This pipeline calculates allele accumulation curves at two hierarchical levels:
- Species level – using all ingroup individuals
- Population level – for populations with sufficient sampling (≥5 individuals)
From these curves, several statistics are extracted that provide quantitative indicators of NFDS versus drift. In addition, the pipeline estimates the total number of SRK alleles in the species using three complementary richness estimators applied to the species-level data. This estimated total serves as a baseline for evaluating how far each population is from a balanced NFDS equilibrium.
Pipeline Steps
Data Integration
Two input datasets are combined:
- SRK genotype matrix
- Sampling metadata
The genotype table contains allele copy counts for each individual (the same count matrix produced in Step 11), while the metadata provides population assignments and ingroup/outgroup classification. Allele presence for accumulation purposes is determined by count > 0, so the count values do not affect which alleles are considered discovered.
geno <- read.table(
"SRK_individual_allele_genotypes.tsv",
header = TRUE,
sep = "\t",
check.names = FALSE,
stringsAsFactors = FALSE
)
sample_info <- read.csv(
"sampling_metadata.csv",
stringsAsFactors = FALSE
)
Ingroup Filtering and Individual Matching
Outgroup samples are excluded to focus the analysis on the focal species.
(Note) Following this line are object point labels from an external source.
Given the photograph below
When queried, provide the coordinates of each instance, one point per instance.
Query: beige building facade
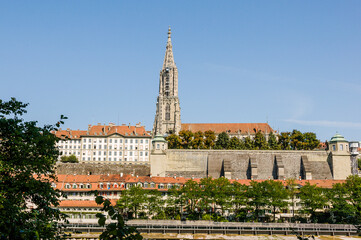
(167, 119)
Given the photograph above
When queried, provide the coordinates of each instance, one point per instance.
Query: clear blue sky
(295, 64)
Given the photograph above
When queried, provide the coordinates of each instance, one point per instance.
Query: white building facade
(108, 144)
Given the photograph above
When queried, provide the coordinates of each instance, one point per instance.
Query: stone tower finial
(168, 58)
(167, 118)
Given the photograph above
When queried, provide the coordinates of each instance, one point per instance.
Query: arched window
(167, 112)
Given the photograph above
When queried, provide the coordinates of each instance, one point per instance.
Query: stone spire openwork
(168, 58)
(167, 118)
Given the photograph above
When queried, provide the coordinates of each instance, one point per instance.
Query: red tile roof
(230, 128)
(83, 203)
(95, 181)
(104, 130)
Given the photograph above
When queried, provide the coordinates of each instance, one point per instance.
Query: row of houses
(80, 202)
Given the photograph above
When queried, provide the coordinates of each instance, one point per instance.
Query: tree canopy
(27, 158)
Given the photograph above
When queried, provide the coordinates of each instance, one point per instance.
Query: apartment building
(107, 144)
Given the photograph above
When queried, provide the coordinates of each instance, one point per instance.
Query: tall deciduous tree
(174, 141)
(132, 200)
(260, 141)
(186, 137)
(284, 140)
(27, 159)
(235, 143)
(277, 196)
(312, 198)
(222, 141)
(310, 141)
(272, 142)
(248, 143)
(209, 138)
(117, 230)
(198, 140)
(297, 140)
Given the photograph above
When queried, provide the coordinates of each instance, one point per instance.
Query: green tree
(239, 201)
(69, 159)
(284, 140)
(223, 194)
(292, 193)
(132, 200)
(115, 230)
(190, 194)
(209, 139)
(310, 141)
(272, 142)
(277, 196)
(154, 204)
(296, 140)
(27, 160)
(209, 189)
(260, 141)
(174, 141)
(346, 201)
(222, 141)
(312, 199)
(235, 143)
(186, 137)
(248, 143)
(198, 140)
(256, 194)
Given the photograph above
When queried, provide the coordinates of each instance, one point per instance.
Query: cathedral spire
(169, 59)
(167, 117)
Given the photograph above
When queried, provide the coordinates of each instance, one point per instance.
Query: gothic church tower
(167, 118)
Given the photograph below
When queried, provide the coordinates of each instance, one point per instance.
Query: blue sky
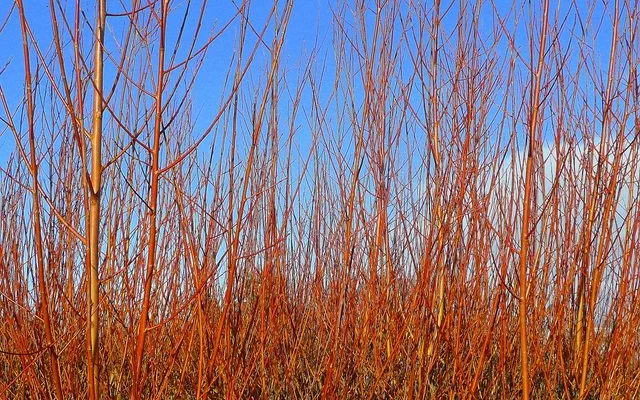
(310, 27)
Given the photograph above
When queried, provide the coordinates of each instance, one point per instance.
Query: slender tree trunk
(95, 188)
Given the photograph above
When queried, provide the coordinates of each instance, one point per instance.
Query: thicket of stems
(439, 201)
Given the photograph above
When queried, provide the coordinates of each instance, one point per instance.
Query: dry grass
(447, 206)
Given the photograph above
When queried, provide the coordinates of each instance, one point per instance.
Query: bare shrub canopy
(387, 199)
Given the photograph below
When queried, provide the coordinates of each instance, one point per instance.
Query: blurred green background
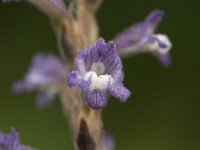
(164, 110)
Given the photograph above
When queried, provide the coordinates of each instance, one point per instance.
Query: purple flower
(11, 141)
(141, 38)
(44, 75)
(98, 71)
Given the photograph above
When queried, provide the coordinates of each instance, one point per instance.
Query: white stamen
(98, 67)
(98, 82)
(155, 46)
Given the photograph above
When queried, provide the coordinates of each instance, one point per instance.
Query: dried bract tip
(84, 140)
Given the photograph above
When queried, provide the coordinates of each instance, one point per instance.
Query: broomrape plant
(90, 70)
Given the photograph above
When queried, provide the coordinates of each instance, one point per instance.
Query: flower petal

Individuals in the genotype matrix are then matched to metadata entries using the SampleID field, ensuring consistent population assignment.
sample_info <- sample_info[sample_info$Ingroup == 1, ]
geno <- geno[geno$Individual %in% sample_info$SampleID, ]
geno$Population <- sample_info$Pop[match(geno$Individual, sample_info$SampleID)]
This step ensures:
- Accurate population assignments
- Removal of external species
- Consistency between genotype and metadata datasets
Genotype Matrix Construction
Allele count columns begin at column 2 of the genotype table. These columns are extracted to construct the allele matrix used for accumulation analyses.
allele_start_col <- 2
allele_end_col <- ncol(geno) - 1
allele_matrix <- as.matrix(geno[, allele_start_col:allele_end_col])
allele_matrix <- apply(allele_matrix, 2, as.numeric)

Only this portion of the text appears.